The management team supports staff well, including giving consideration to their well-being. The manager asks staff how they are feeling and praises their achievements. The manager continues to support staff through supervision meetings.
This helps staff to reflect on their practice and to identify further professional development opportunities. Recent training extends staff's knowledge of how to use natural resources to support children's mathematical development through play.Generally, children follow staff's expectations for behaviour.
However, staff do not always make these expectations clear when they take them for walks in the local community. For example, staff do not support children to understand why they need to stay together in a group.The manager uses additional funding effectively to meet children's individual needs.
For example, staff offer children with special educational needs and/or disabilities (SEND) one-to-one support in their play. Children form strong relationships with staff and go to them for comfort. The manager and staff work with parents to ensure that children with SEND have an allocated place at a school that is appropriate for their individual needs.
Staff encourage children to learn skills for the future. For example, they encourage children to be independent. Three- and four-year-old children put on their own shoes and coats before they go outdoors.
Safeguarding
The arrangements for safeguarding are effective.The manager checks that staff's knowledge of child protection is up to date. For example, she asks them questions about possible signs of abuse.
The manager and staff know where to report any concerns about children's safety. Staff find out about children's dietary requirements when they first start attending. The cook offers children healthy snacks and meals to meet their individual needs and to promote their good health.

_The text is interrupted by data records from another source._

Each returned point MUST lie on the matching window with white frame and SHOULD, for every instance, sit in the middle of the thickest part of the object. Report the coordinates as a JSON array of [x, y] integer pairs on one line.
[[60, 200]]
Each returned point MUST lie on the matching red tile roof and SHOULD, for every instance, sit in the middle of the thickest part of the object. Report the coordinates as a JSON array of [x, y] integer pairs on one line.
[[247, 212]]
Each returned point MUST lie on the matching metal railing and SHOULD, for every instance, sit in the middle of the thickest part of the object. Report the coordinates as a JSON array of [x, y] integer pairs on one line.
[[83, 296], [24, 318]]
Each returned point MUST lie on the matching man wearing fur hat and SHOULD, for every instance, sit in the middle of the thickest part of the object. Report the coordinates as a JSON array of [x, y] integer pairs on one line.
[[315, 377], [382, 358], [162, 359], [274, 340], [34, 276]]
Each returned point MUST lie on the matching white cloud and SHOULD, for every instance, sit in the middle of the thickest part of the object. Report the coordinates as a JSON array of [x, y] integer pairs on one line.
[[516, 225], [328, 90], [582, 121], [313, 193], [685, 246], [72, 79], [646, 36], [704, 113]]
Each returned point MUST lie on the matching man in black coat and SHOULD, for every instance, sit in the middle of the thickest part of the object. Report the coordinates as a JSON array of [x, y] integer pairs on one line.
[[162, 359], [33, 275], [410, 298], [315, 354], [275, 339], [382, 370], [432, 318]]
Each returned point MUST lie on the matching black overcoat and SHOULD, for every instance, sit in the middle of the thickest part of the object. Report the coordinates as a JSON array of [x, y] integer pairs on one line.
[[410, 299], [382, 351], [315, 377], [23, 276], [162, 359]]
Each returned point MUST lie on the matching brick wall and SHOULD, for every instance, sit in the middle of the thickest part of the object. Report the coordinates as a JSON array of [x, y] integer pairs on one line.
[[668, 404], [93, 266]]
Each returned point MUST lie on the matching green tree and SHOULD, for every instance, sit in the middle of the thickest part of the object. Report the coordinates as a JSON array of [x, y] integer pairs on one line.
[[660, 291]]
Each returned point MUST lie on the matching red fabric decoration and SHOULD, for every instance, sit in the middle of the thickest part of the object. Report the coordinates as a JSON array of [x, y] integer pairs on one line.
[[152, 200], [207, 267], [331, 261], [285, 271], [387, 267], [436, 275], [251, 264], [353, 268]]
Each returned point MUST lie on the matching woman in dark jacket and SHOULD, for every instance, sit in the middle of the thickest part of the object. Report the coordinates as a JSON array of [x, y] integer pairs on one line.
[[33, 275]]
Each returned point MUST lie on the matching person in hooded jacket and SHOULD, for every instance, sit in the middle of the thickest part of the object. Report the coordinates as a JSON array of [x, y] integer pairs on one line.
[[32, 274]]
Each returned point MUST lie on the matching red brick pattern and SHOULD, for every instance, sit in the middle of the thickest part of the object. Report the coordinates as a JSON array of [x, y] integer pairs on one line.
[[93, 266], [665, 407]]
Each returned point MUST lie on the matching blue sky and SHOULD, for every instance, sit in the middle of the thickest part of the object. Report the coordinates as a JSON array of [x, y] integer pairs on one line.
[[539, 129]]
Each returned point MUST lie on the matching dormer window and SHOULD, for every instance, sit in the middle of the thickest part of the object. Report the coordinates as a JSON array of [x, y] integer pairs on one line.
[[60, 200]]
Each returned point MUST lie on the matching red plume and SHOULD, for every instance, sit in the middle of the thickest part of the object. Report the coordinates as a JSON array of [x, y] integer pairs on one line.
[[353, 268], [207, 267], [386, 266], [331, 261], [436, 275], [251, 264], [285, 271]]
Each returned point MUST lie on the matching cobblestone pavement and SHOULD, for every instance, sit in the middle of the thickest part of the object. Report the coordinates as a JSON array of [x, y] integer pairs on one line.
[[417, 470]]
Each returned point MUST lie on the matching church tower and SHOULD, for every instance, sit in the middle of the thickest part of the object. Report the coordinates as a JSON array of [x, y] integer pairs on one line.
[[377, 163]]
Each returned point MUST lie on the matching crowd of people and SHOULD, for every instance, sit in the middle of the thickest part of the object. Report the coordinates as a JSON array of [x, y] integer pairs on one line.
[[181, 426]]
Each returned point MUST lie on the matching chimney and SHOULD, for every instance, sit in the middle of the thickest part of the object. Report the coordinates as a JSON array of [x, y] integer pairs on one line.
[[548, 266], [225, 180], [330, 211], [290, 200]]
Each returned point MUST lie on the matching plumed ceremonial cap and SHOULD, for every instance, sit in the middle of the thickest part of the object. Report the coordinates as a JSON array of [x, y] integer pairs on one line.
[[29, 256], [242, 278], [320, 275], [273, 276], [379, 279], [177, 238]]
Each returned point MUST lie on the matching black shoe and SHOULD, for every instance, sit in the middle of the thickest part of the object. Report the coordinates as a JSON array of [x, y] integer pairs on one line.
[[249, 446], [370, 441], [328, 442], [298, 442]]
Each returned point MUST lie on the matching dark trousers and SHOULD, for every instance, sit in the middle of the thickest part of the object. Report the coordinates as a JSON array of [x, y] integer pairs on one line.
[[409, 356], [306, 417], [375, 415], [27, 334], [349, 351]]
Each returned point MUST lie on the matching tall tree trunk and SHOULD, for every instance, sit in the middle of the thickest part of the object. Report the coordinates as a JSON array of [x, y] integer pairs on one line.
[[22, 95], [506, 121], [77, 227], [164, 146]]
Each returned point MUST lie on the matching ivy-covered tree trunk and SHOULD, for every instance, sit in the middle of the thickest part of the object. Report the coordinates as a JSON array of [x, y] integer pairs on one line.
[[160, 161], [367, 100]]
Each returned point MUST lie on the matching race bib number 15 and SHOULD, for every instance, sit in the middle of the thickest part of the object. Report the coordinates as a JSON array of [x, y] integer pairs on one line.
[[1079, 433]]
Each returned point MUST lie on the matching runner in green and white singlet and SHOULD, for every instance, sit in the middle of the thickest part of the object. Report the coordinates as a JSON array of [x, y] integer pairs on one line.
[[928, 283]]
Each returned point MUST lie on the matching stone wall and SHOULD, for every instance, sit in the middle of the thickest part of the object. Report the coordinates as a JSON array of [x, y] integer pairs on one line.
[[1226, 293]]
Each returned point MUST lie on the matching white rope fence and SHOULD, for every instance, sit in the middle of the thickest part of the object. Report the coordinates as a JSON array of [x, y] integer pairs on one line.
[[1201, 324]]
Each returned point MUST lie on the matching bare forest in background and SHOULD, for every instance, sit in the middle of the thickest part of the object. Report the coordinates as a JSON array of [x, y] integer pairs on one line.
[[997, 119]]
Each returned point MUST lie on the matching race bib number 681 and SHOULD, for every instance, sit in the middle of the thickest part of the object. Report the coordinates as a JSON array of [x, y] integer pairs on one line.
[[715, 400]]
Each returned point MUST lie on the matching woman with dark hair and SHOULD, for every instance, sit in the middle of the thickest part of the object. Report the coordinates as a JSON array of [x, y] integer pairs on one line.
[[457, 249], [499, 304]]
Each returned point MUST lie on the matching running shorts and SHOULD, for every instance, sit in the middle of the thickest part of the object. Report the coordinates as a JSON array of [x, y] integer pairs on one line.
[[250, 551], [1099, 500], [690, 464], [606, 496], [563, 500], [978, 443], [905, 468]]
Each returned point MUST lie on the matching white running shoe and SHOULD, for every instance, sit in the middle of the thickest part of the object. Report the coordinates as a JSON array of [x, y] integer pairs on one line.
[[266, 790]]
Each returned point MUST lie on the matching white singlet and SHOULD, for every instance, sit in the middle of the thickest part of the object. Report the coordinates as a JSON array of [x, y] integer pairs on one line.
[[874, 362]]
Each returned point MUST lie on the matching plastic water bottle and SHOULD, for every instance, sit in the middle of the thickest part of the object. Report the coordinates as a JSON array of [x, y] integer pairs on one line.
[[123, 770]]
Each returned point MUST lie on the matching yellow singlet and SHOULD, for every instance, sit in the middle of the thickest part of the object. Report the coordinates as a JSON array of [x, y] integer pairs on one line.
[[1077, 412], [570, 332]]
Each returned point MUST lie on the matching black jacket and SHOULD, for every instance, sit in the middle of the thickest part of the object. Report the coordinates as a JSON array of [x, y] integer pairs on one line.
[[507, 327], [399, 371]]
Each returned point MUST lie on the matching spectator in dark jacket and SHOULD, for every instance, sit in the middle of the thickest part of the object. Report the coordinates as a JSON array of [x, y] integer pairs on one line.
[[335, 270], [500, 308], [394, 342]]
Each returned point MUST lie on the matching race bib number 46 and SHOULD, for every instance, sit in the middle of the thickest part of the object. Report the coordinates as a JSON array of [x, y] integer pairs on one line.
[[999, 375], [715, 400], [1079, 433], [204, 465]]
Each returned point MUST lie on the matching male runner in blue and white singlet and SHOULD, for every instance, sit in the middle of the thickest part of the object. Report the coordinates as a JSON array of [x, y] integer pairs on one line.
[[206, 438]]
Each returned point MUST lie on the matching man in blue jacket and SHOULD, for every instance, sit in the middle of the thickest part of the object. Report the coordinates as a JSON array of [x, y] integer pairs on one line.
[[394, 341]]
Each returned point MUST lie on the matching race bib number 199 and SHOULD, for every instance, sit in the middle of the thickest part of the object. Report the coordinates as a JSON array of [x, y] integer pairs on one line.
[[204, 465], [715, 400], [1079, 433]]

The manager and the provider complete a thorough recruitment procedure when they employ new staff. This helps to ensure that staff are suitable to work with children.
What does the setting need to do to improve?
To further improve the quality of the early years provision, the provider should: strengthen staff's knowledge of how to use story times to excite and highly engage all children support staff to give children clear messages about what is expected of them and why, particularly when they take children on outings.